Pour répondre à l'inquiétude formulée par les partenaires sociaux, la ministre du Travail a annoncé qu'une disposition législative allait être présentée ce jeudi en Conseil des ministres, afin que les salariés concernés acquièrent "des droits à la retraite de base" de la Sécurité sociale. 

Quel dispositif pour les employés à domicile et assistantes maternelles ?

Depuis le 30 mars, un dispositif équivalent au chômage partiel a été mis en oeuvre. Dans le détail, il permet que "80% du salaire" soit versé. Vous êtes employé à domicile et vous vous interrogez sur les modalités ? Dans le détail, c'est à votre particulier employeur de faire l'avance. Il doit déclarer les heures que vous avez réalisées ainsi que celles qui étaient prévues mais non réalisées, avec la rémunération correspondante. Il doit ensuite verser les 80% du montant net des heures non effectuées. L'Etat doit lui rembourser cette somme dans un délai de 15 jours

Pour ceux qui utilisent le formulaire papier, un formulaire doit être envoyé par courrier. "Même lorsqu'il n'y pas de contrat de travail écrit, l'employeur et le salarié s'accordent et planifient en début de mois le calendrier des interventions et le nombre d'heures à réaliser. C'est sur cette base que l'employeur peut déterminer le nombre d'heures non réalisées", précise l'Urssaf sur son site dédié.

Vous êtes en arrêt maladie pour garde d'enfants ? Attention, vous ne pouvez pas bénéficier de l'indemnisation exceptionnelle de chômage partiel. "L'employeur doit néanmoins déclarer les heures effectuées avant la mise en arrêt et verser la rémunération correspondante", peut-on lire. Concernant les particuliers qui passent par des "plateformes de jobbing", qui proposent des petits boulots sur Internet, ils devront "faire leur déclaration comme d'habitude sur leur plateforme puis remplir le formulaire complémentaire sur la plateforme du Cesu ou de Pajemploi pour les heures non travaillées", a-t-on indiqué. 

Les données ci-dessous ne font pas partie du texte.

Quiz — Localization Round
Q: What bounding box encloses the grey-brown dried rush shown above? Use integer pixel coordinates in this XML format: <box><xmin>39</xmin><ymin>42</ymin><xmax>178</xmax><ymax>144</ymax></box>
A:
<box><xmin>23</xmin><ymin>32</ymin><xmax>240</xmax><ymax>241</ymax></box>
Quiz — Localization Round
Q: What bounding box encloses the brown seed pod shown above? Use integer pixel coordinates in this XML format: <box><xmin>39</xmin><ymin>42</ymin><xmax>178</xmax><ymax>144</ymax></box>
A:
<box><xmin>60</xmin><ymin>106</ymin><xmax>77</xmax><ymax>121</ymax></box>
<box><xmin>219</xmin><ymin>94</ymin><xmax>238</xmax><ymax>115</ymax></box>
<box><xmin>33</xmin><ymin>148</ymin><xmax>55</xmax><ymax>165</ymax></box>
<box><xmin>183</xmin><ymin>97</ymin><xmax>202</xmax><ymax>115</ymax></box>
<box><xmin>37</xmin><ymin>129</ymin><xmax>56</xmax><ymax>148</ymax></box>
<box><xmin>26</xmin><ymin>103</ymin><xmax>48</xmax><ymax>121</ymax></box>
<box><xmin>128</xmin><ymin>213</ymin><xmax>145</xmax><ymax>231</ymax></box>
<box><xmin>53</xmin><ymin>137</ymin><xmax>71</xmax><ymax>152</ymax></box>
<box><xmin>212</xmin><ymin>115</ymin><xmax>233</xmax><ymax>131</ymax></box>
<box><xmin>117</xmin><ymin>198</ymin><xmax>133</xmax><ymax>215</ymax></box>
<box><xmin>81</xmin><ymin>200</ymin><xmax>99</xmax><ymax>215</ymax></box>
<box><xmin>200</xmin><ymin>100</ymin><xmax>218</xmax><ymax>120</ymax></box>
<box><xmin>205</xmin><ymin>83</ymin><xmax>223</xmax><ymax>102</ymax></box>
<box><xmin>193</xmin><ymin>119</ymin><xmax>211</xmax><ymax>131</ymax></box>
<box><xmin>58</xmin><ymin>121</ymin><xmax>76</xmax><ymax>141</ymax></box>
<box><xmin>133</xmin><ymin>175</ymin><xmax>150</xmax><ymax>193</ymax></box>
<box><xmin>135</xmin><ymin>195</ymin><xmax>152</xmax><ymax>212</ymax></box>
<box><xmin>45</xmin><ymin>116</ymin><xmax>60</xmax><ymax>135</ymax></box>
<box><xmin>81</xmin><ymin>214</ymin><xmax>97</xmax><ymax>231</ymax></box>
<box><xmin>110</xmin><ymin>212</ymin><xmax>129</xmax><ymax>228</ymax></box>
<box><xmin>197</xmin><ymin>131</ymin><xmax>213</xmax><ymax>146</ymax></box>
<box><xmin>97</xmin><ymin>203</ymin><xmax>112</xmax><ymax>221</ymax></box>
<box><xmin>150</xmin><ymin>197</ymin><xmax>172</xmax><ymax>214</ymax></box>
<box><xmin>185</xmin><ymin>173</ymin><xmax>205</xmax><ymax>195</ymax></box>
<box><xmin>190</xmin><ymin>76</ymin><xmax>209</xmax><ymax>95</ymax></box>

Invité au micro de RTL, le ministre de l'Action et des comptes publics est revenu sur le cas des employés à domicile. Il a ainsi précisé que "361 000 salariés travaillant au domicile de particuliers" ont bénéficié du dispositif d'activité partielle depuis le début de la crise sanitaire. "Nous l'avons créé de toutes pièces à la demande du président de la République et ça va continuer" jusqu'au 1er juin comme pour les autres salariés, a-t-il affirmé. Au total, 76 millions d'euros ont été versés au mois de mars pour ce système spécifique aux employés à domicile, a indiqué le ministère à l'AFP. 

A noter : Vous êtes employé à domicile ? Assistante maternelle ? Vous pouvez bénéficier du chômage partiel. Ayez à l'esprit que de nombreux particuliers employeurs se sont vus refuser leur demande sur le site Pajemploi et Cesu. Au total, ce sont plusieurs milliers de demandes qui ont ainsi été rejetées, a rapporté France Bleu. Comment expliquer ce bug ? Il résulterait d'erreurs des employeurs au moment de remplir le formulaire de demande ou de mauvais calculs des heures non travaillées. Les particuliers employeurs qui ont essuyé un refus sont invités à adresser une nouvelle demande par courriel. Pour rappel, ce dispositif a été reconduit pour le moi d'avril.